Sun Studio 12 Update 1: Fortran User's Guide

3.4.143 –xmemalign[=<a><b>]

(SPARC) Specify maximum assumed memory alignment and behavior of misaligned data accesses.

For memory accesses where the alignment is determinable at compile time, the compiler will generate the appropriate load/store instruction sequence for that data alignment.

For memory accesses where the alignment cannot be determined at compile time, the compiler must assume an alignment to generate the needed load/store sequence.

The -xmemalign flag allows the user to specify the maximum memory alignment of data to be assumed by the compiler for those indeterminate situations. It also specifies the error behavior at runtime when a misaligned memory access does take place.
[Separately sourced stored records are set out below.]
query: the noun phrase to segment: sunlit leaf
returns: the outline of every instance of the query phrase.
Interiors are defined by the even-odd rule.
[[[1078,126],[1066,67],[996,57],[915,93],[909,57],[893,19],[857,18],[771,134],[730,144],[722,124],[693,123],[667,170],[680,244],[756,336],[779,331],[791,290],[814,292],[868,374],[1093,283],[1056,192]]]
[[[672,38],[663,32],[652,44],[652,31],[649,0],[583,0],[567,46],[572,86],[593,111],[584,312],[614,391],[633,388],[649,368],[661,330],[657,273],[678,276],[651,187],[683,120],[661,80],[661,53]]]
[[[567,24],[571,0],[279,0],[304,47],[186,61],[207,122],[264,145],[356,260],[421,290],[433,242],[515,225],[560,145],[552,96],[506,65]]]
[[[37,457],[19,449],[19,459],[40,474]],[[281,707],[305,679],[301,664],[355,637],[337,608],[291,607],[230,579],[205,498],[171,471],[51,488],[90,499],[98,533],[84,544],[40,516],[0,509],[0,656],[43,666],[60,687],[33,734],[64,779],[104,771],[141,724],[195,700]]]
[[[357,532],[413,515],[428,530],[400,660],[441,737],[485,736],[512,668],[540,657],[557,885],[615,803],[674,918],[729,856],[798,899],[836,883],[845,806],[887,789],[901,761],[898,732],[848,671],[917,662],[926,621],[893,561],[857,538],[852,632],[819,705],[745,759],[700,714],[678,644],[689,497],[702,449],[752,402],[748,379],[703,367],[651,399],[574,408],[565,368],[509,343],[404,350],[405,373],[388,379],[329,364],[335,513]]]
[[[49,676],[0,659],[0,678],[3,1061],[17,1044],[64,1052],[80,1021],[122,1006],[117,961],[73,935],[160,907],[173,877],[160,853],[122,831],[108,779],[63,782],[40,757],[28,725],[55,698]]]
The value specified consists of two parts: a numeric alignment value, <a>, and an alphabetic behavior flag, <b>.

Allowed values for alignment, <a>, are:

1

Assume at most 1-byte alignment.

2

Assume at most 2-byte alignment.

4

Assume at most 4-byte alignment.

8

Assume at most 8-byte alignment.

16

Assume at most 16-byte alignment.

Allowed values for error behavior on accessing misaligned data, <b>, are:

i

Interpret access and continue execution

s

Raise signal SIGBUS

f

On 64–bit platforms, raise signal SIGBUS only for alignments less or equal to 4, otherwise interpret access and continue execution. On other platforms f is equivalent to i.

The defaults when compiling without -xmemalign specified are:

The default for -xmemalign appearing without a value is 1i for all platforms.

Note that -xmemalign itself does not force any particular data alignment to take place. Use -dalign or -aligncommon to force data alignment.

You must also specify -xmemalign whenever you link to an object file that was compiled with a b value of either i or f.

The -dalign option is a macro:

-dalign is a macro for: -xmemalign=8s -aligncommon=16

Do not use -aligncommon=1 with -xmemalign as these declarations will conflict and could cause a segmentation fault on some platforms and configurations.

See 3.4.2 –aligncommon[={1|2|4|8|16}] for details.